Brookmyre ends by reading a short story he was asked to write as part of the celebrations surrounding the Commonwealth Games in Glasgow. The brief was to write a story inspired by the Kelvingrove Bandstand and his resulting work was titled “Puck Knows”. It features a crowd arriving to watch a production of A Midsummer Night’s Dream. Among the crowd are a reluctant group of teenagers, whose comments about how Shakespeare is “Like f*ckin’ Cbeebies, ‘cept it makes less sense” go unchecked as the teachers sensibly chose the seats furthest from the students most likely to ruin their night. Despite sounding like typical troublemakers they do initially pay enough attention to pick up on all the dirty jokes their teachers can’t or won’t cover, making dirty comments in return.
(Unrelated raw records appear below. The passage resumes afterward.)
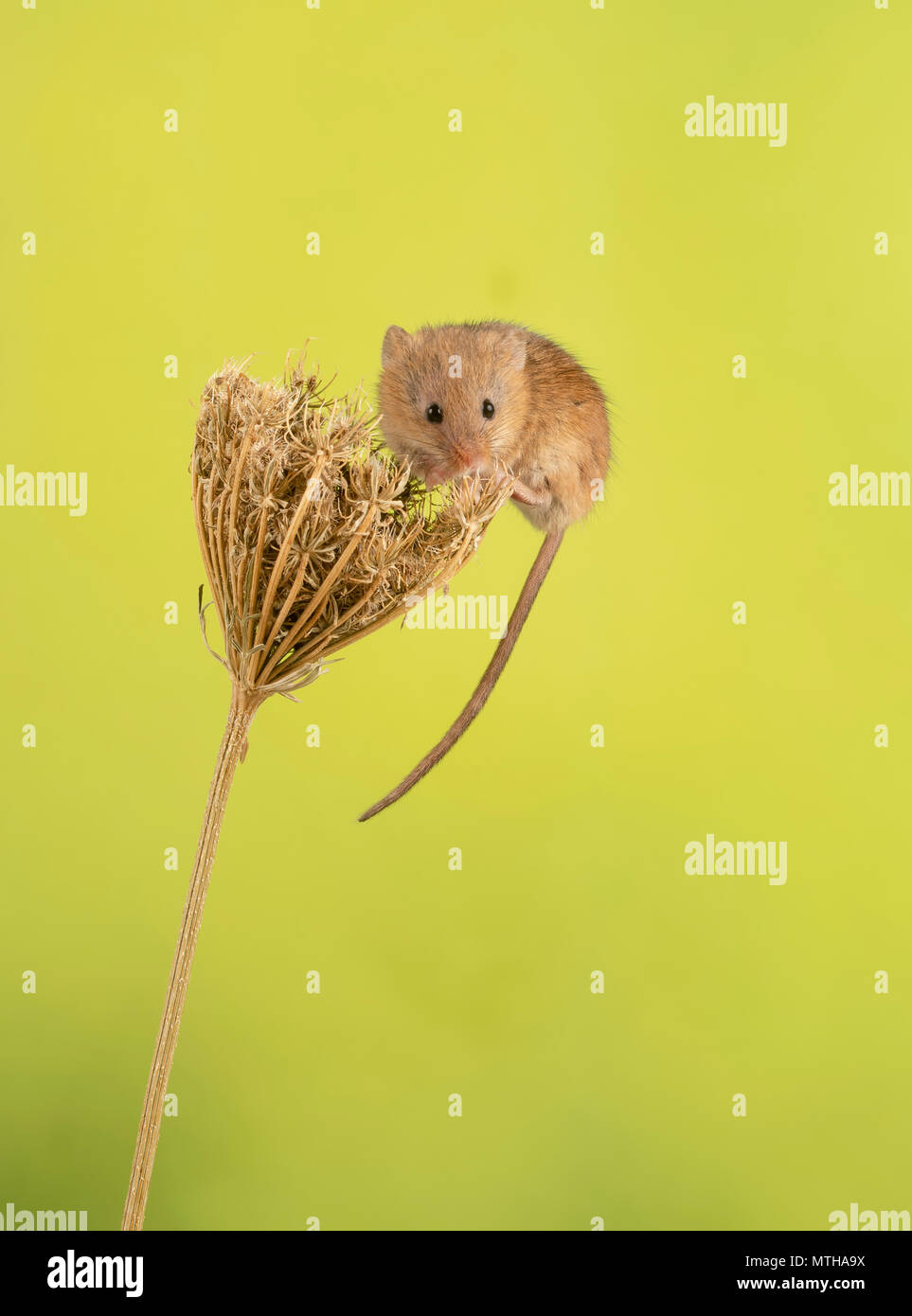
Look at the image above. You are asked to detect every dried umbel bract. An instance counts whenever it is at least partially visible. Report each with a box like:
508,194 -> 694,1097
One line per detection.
192,365 -> 510,698
121,362 -> 512,1231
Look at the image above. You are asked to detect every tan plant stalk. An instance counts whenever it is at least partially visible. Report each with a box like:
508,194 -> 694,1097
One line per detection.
121,359 -> 510,1231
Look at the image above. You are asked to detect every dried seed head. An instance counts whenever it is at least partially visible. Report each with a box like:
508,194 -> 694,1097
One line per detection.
190,349 -> 510,698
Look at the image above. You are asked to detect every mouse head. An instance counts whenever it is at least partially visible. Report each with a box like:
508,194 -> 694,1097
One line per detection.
381,321 -> 528,489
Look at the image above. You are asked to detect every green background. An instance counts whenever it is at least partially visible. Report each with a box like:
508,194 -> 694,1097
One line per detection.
0,0 -> 912,1231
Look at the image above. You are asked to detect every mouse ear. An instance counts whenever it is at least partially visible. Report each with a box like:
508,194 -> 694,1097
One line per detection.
507,329 -> 527,370
381,325 -> 409,365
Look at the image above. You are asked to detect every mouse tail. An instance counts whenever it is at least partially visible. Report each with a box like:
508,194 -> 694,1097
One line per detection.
358,530 -> 563,823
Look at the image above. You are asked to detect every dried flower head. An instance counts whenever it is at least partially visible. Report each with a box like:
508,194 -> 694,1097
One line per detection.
190,349 -> 510,698
121,361 -> 513,1231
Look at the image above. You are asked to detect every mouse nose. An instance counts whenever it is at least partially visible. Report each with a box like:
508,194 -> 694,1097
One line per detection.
450,438 -> 482,475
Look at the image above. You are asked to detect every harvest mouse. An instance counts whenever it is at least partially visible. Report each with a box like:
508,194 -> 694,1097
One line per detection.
358,320 -> 609,823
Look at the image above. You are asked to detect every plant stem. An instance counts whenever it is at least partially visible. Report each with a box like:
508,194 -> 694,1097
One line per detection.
121,687 -> 262,1231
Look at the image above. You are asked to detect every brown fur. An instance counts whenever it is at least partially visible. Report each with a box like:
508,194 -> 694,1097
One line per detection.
381,320 -> 609,532
359,320 -> 611,823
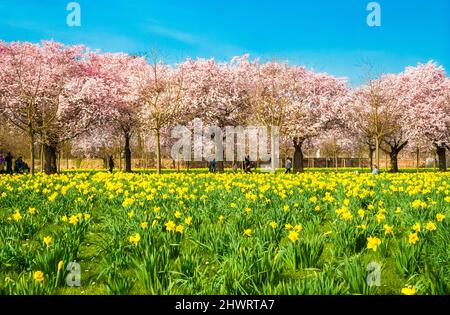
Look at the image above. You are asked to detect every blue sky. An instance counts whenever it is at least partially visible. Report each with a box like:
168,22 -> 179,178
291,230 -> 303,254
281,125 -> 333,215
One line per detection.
0,0 -> 450,84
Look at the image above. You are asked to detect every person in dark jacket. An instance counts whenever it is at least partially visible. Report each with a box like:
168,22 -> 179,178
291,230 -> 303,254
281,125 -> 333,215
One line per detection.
5,152 -> 13,175
284,158 -> 292,174
108,155 -> 114,173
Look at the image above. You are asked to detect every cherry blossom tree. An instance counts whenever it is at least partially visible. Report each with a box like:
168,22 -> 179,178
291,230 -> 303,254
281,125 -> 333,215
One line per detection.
399,61 -> 450,171
0,41 -> 93,174
179,55 -> 248,170
285,67 -> 347,172
137,52 -> 186,174
79,53 -> 148,172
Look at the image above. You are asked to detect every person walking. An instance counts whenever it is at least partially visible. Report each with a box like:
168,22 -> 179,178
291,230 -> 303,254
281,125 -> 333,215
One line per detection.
108,155 -> 114,173
209,159 -> 216,173
0,152 -> 5,174
284,157 -> 292,174
372,164 -> 380,175
5,152 -> 13,175
244,155 -> 252,173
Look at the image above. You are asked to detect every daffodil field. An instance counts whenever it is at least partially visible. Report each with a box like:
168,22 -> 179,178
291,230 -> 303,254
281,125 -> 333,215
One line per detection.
0,172 -> 450,295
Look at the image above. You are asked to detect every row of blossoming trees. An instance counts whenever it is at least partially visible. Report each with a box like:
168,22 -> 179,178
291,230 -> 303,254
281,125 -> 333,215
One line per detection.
0,41 -> 450,173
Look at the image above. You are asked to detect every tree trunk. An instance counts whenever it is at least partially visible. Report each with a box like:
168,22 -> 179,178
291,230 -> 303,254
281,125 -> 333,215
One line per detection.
389,149 -> 398,173
375,137 -> 380,169
155,129 -> 161,174
30,133 -> 34,176
40,144 -> 44,172
416,147 -> 420,172
436,145 -> 447,172
294,138 -> 304,173
124,132 -> 131,173
369,145 -> 375,170
44,144 -> 57,174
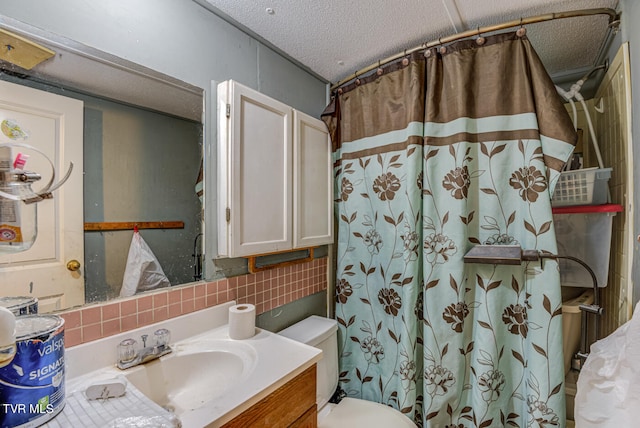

The continuing story had us all roaring with laughter every few lines as it proved to be both brilliantly Shakespearean and utterly Glaswegian. Brookmyre was, as always, hilarious, clever, and entertaining. Interestingly, while crime fiction events often result in a largely female audience, Brookmyre attracted one that was predominantly male, all of who seemed to be thoroughly enjoying themselves and his jokes. It was a fitting reflection of Black Widow’s use of gender stereotypes and the realities they ignore.
In an evening filled with clever jokes and plays on words, the organiser’s final remark that Black Widow would make an excellent wedding present seemed an appropriate way to end.